As we agonize over the murder of George Floyd, the names of victims of police brutality are being listed in the media. I want to honor the memory of a woman who may be overlooked, Lillie Belle Allen. She was not killed by police, but the Mayor and Chief of Police in the City of York, Pennsylvania, had created an atmosphere so racially tense and poisonous that driving down the wrong street led to her death.
I wrote about this previously, here and here. I learned this tragic history in 2018, many years after the fact. It shocked me to realize that I moved to York in 1973, lived there two years, and never heard of Lillie Belle Allen, Henry Schaad or the York race riots.

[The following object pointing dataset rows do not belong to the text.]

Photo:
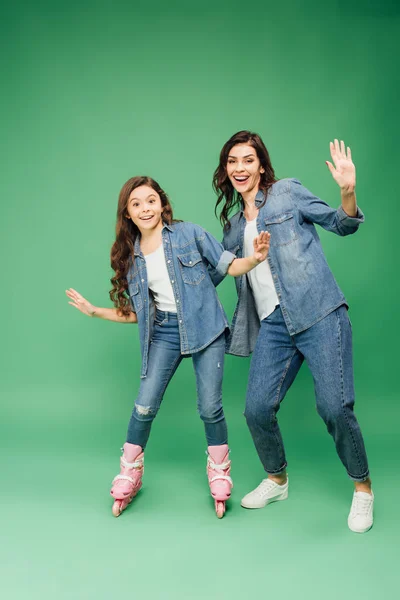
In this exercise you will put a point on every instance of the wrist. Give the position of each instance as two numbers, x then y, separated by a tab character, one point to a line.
94	312
253	261
348	190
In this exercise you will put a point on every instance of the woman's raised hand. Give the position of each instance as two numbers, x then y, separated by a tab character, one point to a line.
261	246
343	171
80	302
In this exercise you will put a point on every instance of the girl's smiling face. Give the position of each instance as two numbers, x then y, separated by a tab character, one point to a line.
244	168
144	208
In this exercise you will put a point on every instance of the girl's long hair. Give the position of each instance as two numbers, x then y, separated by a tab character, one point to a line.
227	195
126	232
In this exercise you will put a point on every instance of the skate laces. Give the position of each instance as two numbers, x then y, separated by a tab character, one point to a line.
219	468
137	464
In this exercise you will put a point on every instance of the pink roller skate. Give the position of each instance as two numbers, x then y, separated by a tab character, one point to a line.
218	471
126	485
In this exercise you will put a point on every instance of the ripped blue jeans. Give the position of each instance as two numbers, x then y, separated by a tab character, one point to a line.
164	358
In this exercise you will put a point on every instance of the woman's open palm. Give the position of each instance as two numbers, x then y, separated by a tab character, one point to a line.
80	302
343	170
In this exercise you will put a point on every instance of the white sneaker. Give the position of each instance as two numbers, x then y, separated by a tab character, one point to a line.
268	491
361	513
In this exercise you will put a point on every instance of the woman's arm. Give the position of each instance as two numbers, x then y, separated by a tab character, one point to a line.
109	314
241	266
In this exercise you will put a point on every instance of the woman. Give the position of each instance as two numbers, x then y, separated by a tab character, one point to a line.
162	264
291	309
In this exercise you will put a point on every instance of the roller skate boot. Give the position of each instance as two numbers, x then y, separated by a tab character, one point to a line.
218	472
126	485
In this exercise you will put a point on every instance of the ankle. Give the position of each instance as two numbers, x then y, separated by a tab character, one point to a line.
363	486
280	479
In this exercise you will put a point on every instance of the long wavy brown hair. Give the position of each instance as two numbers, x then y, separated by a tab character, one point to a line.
227	195
126	232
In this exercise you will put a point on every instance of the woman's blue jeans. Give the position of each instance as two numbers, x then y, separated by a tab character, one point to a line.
164	358
327	349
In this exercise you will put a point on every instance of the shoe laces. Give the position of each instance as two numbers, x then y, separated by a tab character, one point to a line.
265	486
362	504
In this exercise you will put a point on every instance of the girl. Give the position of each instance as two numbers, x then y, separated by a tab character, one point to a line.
291	309
162	283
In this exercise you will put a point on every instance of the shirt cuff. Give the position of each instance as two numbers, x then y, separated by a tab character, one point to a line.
224	262
351	222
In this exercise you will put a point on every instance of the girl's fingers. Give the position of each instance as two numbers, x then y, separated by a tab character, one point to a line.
348	153
330	166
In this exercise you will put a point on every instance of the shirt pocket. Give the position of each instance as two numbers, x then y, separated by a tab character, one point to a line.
192	267
282	229
234	249
136	296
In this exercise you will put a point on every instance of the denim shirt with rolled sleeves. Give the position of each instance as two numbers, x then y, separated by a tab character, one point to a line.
305	285
190	252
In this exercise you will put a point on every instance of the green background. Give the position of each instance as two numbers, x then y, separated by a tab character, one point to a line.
94	93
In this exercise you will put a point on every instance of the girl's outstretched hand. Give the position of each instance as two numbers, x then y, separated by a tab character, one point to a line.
344	171
261	246
80	303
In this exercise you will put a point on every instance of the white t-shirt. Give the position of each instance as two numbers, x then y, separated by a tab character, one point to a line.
158	280
260	278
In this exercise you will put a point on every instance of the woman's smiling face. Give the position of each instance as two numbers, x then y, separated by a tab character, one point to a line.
244	168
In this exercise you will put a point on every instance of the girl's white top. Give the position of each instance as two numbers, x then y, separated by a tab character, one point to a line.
158	280
260	278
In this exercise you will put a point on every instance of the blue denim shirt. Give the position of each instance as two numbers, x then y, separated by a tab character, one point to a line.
190	252
304	283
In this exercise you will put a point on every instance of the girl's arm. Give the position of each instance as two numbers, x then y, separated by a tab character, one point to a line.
109	314
241	266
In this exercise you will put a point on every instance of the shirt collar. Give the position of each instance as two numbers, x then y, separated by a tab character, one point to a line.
259	199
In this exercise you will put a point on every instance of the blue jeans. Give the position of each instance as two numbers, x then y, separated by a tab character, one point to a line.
327	349
164	358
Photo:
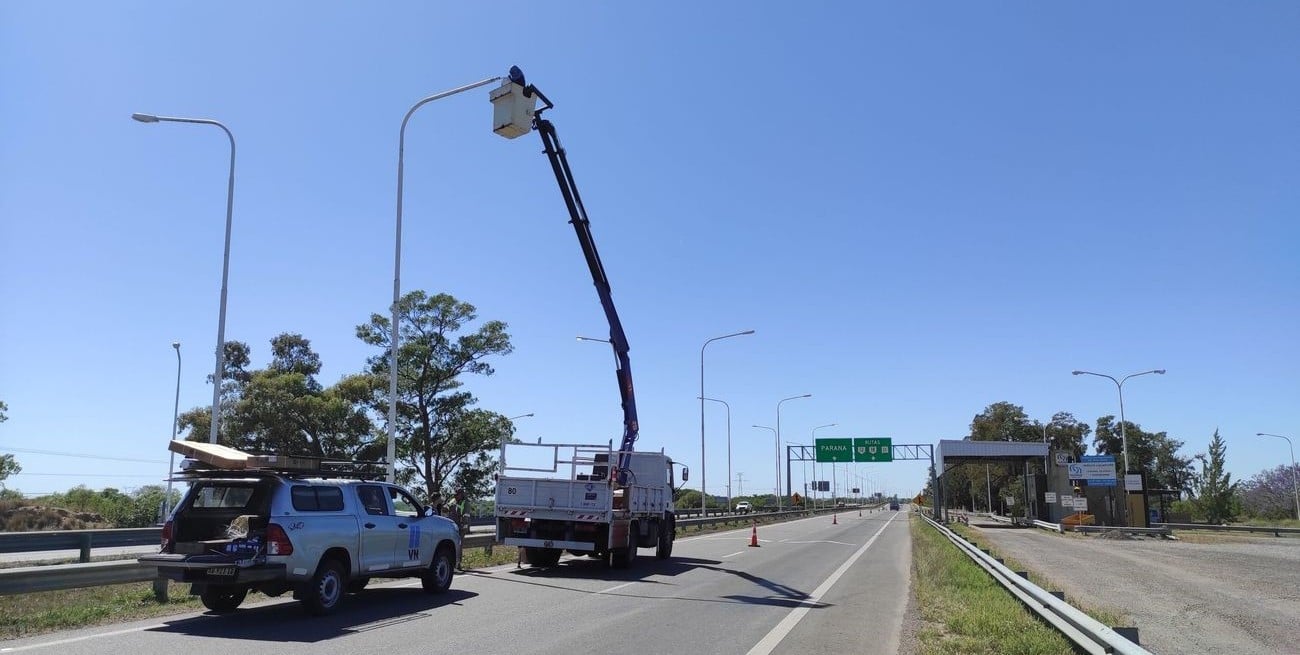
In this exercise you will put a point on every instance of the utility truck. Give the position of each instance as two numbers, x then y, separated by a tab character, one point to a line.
586	499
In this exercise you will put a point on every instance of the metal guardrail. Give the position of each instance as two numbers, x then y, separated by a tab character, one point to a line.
1275	529
78	539
1082	629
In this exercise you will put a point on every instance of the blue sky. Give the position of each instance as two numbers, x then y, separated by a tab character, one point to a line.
921	208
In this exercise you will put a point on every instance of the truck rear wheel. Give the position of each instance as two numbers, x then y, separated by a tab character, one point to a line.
667	533
222	598
625	555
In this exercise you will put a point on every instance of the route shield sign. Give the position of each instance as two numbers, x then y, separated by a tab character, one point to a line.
875	449
835	450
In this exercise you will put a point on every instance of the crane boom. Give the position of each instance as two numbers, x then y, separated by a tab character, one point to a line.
583	228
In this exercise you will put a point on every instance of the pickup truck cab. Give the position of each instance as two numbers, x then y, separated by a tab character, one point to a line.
313	534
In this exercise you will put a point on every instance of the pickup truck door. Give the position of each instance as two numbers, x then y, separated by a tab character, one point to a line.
415	537
380	532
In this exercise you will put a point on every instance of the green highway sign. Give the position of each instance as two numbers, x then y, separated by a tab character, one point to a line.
835	450
876	449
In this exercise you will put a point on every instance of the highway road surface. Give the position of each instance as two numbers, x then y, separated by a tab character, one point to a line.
811	586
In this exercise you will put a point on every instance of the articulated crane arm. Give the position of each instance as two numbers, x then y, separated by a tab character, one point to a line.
583	228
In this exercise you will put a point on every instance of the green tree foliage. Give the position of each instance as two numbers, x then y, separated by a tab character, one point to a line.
441	434
138	508
1216	494
284	408
1153	452
1269	494
8	465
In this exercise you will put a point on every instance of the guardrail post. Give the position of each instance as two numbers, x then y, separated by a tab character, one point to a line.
1129	633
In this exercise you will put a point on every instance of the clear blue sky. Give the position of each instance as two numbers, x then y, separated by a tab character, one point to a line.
921	208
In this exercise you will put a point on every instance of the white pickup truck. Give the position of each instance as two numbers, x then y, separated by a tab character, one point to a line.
551	498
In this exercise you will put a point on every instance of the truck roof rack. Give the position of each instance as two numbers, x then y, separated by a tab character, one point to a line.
211	458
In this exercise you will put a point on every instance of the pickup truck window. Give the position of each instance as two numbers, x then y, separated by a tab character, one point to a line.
222	497
373	499
317	498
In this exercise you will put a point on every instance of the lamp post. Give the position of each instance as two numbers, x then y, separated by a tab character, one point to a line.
776	441
1119	386
395	329
728	450
703	489
814	439
225	261
779	449
176	415
1295	486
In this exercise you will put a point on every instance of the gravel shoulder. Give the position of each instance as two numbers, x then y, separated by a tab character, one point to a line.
1231	597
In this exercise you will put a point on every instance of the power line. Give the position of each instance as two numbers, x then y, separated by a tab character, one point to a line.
77	455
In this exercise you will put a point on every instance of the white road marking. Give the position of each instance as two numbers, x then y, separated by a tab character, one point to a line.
615	588
74	640
768	642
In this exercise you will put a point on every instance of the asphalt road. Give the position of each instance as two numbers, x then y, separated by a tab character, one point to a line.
1234	595
811	586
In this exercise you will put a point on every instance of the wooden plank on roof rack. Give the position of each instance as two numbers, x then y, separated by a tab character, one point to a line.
212	454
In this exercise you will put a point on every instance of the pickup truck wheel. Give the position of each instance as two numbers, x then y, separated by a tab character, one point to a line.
441	569
325	590
222	598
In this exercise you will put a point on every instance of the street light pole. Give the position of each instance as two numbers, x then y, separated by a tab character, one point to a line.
395	329
1295	486
1119	385
779	449
728	450
776	442
225	263
703	489
176	415
814	446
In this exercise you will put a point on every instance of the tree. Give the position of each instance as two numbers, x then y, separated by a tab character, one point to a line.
440	433
285	410
1214	489
8	465
1153	452
1269	494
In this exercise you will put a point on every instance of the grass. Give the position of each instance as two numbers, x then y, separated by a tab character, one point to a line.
1104	615
965	611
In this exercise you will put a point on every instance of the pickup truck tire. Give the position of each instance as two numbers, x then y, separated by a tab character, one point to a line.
441	569
222	598
325	590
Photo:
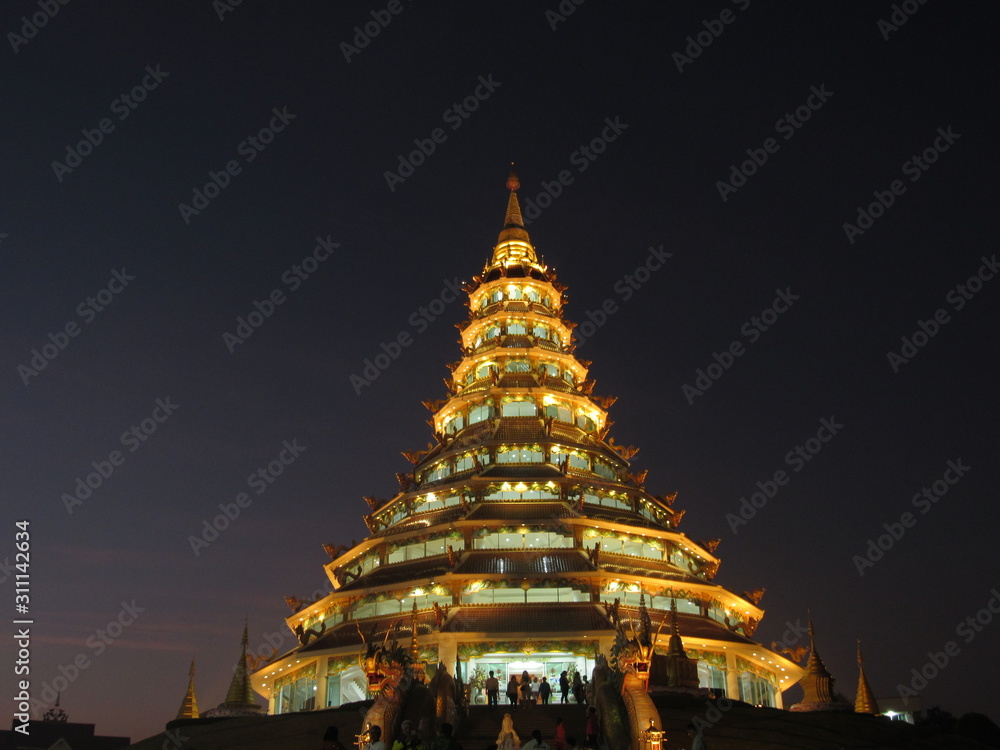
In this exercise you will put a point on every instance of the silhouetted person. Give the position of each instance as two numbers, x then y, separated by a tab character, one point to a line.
560	734
536	742
698	741
408	739
444	739
593	728
375	738
492	690
508	739
544	690
512	691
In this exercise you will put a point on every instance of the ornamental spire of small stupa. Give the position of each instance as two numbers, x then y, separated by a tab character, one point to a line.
817	683
675	646
189	706
240	691
815	665
865	702
513	244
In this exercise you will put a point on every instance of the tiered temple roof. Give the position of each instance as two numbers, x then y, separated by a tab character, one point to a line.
520	521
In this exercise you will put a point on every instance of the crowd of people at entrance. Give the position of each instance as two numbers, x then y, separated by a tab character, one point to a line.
530	690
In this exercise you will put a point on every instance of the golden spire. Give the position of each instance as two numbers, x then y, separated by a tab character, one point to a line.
189	706
675	644
865	702
817	683
240	690
815	665
414	648
513	244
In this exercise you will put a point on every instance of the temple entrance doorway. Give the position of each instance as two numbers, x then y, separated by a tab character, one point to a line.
538	665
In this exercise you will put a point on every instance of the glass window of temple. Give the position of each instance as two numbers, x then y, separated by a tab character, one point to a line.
454	424
346	686
440	471
602	469
519	409
712	677
518	365
479	413
519	455
756	690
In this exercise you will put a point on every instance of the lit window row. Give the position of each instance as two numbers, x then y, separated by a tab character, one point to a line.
515	327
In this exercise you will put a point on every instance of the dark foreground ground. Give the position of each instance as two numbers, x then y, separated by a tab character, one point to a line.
741	727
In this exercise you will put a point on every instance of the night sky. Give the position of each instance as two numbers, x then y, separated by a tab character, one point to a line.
138	225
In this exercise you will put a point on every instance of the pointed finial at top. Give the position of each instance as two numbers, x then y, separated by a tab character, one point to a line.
513	184
513	244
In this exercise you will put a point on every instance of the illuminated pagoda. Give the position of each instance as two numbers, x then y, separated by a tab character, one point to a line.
522	539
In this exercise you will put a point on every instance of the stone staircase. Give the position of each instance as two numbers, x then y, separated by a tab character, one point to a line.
482	725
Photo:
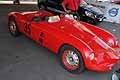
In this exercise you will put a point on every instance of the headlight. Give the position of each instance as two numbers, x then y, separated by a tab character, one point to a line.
89	14
111	42
92	56
117	42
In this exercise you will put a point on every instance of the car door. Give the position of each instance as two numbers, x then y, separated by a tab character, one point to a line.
55	5
45	34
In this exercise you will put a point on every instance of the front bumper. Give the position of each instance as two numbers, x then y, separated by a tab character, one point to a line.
102	66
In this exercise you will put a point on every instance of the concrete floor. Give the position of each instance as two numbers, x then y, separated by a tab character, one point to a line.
23	59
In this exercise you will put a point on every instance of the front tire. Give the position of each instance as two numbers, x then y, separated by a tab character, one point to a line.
41	6
13	27
115	73
71	59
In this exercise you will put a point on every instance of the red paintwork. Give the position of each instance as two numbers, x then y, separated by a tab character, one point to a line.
84	37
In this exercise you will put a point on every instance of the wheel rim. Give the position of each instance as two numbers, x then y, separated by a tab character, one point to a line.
70	59
114	76
42	6
12	27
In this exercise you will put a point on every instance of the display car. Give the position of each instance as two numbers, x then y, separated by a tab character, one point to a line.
115	72
79	45
86	12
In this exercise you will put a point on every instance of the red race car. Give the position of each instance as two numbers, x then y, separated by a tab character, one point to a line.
79	45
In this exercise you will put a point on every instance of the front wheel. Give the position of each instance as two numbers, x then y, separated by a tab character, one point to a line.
71	59
41	6
13	27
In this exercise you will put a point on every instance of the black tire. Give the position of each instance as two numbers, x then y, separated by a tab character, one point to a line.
115	72
41	6
13	27
77	68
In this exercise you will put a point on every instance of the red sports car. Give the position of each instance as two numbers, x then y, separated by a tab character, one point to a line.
79	45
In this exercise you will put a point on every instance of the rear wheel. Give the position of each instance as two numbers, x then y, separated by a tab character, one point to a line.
13	28
71	59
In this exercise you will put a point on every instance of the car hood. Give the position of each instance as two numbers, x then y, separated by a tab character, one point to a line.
78	30
92	9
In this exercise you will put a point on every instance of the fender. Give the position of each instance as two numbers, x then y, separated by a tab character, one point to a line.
80	45
99	32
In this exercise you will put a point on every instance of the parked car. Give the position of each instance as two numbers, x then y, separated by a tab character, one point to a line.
86	12
79	45
115	72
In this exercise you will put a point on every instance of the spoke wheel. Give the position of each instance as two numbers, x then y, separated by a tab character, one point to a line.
71	59
13	28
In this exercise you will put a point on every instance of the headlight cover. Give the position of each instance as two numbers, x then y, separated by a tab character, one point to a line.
89	14
92	56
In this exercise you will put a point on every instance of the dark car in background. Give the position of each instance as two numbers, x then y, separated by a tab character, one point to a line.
86	12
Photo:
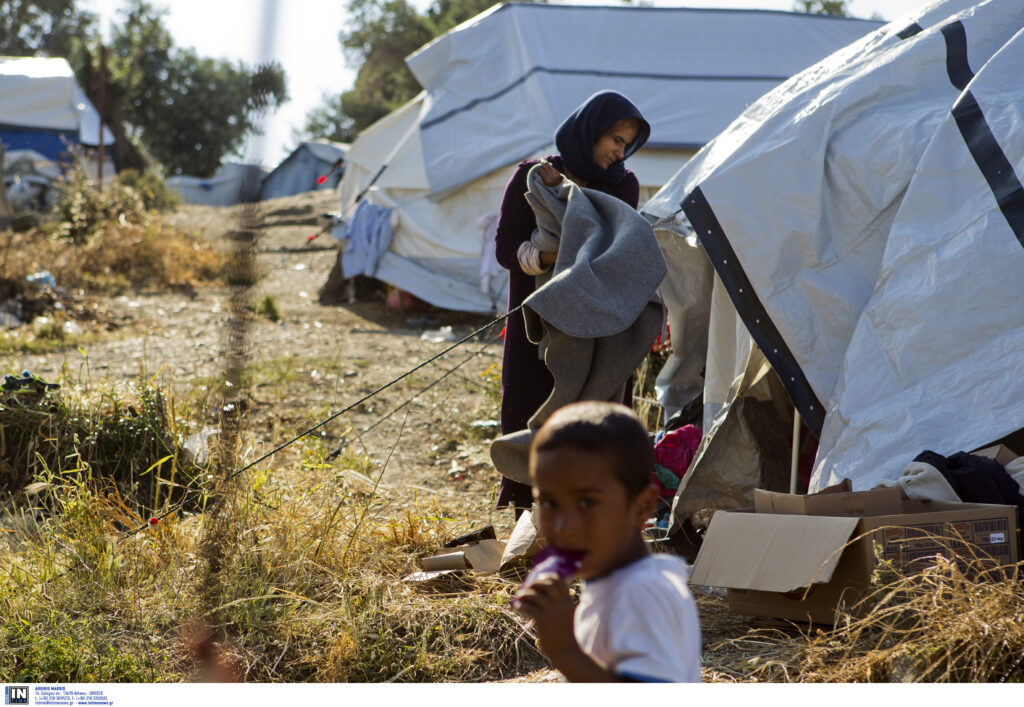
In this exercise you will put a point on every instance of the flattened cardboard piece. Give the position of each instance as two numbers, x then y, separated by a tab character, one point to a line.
999	453
770	552
845	486
524	541
484	555
424	577
481	556
485	533
857	503
912	537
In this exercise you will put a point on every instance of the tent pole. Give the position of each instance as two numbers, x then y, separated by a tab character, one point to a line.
795	457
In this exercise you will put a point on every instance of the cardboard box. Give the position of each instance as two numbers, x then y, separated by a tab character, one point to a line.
801	565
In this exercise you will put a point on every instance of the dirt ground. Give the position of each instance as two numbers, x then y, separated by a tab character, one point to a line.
330	357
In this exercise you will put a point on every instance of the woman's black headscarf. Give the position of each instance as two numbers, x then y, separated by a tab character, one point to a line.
578	133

What led up to the York riots, which are described in Wikipedia? In 1962, the City had imposed a discriminatory policy of aggressive policing in black neighborhoods, including the use of dogs. I don’t know why. I speculate that the white residents of York couldn’t tolerate the changes that came upon them in the 1950s and 1960s. African Americans from the South moved to York for work in its many factories. Suburbanization “hollowed out” the downtown. Schools were integrated by busing. Resentment festered. Gangs coalesced.
I am grateful to the York Daily Record and journalist Kim Strong for their reporting.
Some York residents regarded the summer of 1969 as a “draw”. One death on each “side”. I can’t accept this. Lillie Belle Allen was an uninvolved by-stander, not even a resident of York. Henry Schaad chose employment as a police officer. I regard his death as a particularly grim and awful case of the sins of the fathers being visited on the sons. One analyst, writing 30 years after the fact, concluded he died because he was a police officer, not because he was white. (York’s police force was not 100% white in 1969.)
I’m saddened by the death of Lillie Belle Allen. If she hadn’t been shot, she might now be 78 years old. Who knows what those lost decades might have brought? To her family, I offer sincere condolences.